[<prev] [next>] [<thread-prev] [thread-next>] [day] [month] [year] [list]
Message-ID:
<SN6PR02MB4157545DAFDCCE0028439DB2D497A@SN6PR02MB4157.namprd02.prod.outlook.com>
Date: Thu, 22 Jan 2026 20:22:50 +0000
From: Michael Kelley <mhklinux@...look.com>
To: Long Li <longli@...rosoft.com>, Dexuan Cui <DECUI@...rosoft.com>, KY
Srinivasan <kys@...rosoft.com>, Haiyang Zhang <haiyangz@...rosoft.com>,
"wei.liu@...nel.org" <wei.liu@...nel.org>, "lpieralisi@...nel.org"
<lpieralisi@...nel.org>, "kwilczynski@...nel.org" <kwilczynski@...nel.org>,
"mani@...nel.org" <mani@...nel.org>, "robh@...nel.org" <robh@...nel.org>,
"bhelgaas@...gle.com" <bhelgaas@...gle.com>, Jake Oshins
<jakeo@...rosoft.com>, "linux-hyperv@...r.kernel.org"
<linux-hyperv@...r.kernel.org>, "linux-pci@...r.kernel.org"
<linux-pci@...r.kernel.org>, "linux-kernel@...r.kernel.org"

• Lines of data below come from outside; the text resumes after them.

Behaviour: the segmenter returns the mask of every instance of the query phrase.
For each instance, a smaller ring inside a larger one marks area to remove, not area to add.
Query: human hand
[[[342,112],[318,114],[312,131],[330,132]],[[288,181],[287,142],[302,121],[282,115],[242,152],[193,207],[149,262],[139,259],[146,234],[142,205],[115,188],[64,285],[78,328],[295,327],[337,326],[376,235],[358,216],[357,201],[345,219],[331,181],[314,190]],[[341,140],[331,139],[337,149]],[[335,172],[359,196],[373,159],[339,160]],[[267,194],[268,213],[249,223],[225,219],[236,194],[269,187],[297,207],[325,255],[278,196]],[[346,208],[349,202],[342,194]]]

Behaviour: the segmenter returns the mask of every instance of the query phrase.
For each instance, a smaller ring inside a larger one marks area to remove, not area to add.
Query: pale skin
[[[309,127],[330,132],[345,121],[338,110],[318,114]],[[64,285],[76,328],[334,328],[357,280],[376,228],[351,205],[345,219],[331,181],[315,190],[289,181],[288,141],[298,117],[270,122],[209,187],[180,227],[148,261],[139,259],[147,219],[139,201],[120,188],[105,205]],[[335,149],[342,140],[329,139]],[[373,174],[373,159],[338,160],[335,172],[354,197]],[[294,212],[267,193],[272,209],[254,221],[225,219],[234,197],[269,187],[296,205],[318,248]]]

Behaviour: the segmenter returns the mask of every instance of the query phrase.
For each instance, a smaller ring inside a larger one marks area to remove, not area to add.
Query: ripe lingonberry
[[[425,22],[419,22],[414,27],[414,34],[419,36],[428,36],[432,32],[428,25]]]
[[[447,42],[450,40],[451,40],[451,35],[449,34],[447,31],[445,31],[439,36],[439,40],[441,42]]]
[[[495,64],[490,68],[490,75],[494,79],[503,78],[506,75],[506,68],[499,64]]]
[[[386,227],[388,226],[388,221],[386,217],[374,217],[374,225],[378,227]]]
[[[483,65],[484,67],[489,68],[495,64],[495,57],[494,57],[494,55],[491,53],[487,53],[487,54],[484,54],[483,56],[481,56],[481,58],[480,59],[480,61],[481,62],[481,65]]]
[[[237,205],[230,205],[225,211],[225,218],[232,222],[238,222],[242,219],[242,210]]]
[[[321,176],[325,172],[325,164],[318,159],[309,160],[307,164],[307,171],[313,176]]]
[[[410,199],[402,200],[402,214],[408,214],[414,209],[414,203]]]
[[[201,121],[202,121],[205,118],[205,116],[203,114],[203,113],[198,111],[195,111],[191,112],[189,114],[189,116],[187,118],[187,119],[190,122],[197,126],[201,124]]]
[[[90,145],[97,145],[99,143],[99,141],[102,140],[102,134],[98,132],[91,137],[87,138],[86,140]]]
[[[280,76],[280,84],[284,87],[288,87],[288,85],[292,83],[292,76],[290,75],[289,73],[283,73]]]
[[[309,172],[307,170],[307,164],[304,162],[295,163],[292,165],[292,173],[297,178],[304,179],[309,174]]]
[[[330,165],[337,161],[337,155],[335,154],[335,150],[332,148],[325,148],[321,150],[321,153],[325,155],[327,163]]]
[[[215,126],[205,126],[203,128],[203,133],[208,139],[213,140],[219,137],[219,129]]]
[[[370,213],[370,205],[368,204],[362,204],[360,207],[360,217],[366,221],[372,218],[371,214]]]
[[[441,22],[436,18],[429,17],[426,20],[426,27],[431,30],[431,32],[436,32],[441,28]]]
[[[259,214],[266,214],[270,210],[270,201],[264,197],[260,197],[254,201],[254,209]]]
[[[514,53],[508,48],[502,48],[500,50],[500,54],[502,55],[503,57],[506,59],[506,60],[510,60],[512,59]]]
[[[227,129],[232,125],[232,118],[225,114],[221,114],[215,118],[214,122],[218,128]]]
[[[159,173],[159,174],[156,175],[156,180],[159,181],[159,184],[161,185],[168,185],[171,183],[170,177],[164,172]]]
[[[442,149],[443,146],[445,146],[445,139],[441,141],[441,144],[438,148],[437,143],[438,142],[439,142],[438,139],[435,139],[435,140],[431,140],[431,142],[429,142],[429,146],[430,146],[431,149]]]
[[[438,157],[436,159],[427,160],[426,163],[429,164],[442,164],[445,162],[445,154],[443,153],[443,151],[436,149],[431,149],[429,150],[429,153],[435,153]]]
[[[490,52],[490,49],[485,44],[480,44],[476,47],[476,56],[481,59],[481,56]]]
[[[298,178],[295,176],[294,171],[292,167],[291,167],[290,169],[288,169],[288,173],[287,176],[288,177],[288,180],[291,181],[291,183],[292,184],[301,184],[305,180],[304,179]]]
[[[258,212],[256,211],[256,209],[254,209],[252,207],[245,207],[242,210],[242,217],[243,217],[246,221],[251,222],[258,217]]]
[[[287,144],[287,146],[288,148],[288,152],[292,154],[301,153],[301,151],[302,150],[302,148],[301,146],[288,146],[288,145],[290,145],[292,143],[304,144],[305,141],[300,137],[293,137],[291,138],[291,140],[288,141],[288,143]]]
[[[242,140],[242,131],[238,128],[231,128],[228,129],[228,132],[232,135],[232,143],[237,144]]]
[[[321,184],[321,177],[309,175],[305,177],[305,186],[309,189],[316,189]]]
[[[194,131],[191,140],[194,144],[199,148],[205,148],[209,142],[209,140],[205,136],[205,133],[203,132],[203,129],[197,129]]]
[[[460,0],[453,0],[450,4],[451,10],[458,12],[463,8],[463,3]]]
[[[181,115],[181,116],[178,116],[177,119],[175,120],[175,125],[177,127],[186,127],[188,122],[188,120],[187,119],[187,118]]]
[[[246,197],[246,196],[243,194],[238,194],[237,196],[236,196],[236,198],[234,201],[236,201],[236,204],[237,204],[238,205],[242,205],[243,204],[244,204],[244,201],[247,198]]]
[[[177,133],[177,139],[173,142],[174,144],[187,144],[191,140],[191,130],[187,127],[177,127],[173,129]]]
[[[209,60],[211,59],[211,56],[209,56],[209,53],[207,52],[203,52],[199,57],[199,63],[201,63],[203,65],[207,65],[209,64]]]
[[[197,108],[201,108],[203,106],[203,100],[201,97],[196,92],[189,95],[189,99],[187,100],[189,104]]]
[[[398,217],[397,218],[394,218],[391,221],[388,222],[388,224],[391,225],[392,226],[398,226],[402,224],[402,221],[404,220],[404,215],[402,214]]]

<linux-kernel@...r.kernel.org>
CC: "stable@...r.kernel.org" <stable@...r.kernel.org>
Subject: RE: [PATCH] PCI: hv: Allocate MMIO from above 4GB for the config
window
From: Long Li <longli@...rosoft.com> Sent: Thursday, January 22, 2026 11:14 AM
>
> > From: Dexuan Cui <decui@...rosoft.com> Sent: Wednesday, January 21, 2026 6:04 PM
> > >
> > > There has been a longstanding MMIO conflict between the pci_hyperv
> > > driver's config_window (see hv_allocate_config_window()) and the
> > > hyperv_drm (or hyperv_fb) driver (see hyperv_setup_vram()): typically
> > > both get MMIO from the low MMIO range below 4GB; this is not an issue
> > > in the normal kernel since the VMBus driver reserves the framebuffer
> > > MMIO in vmbus_reserve_fb(), so the drm driver's hyperv_setup_vram()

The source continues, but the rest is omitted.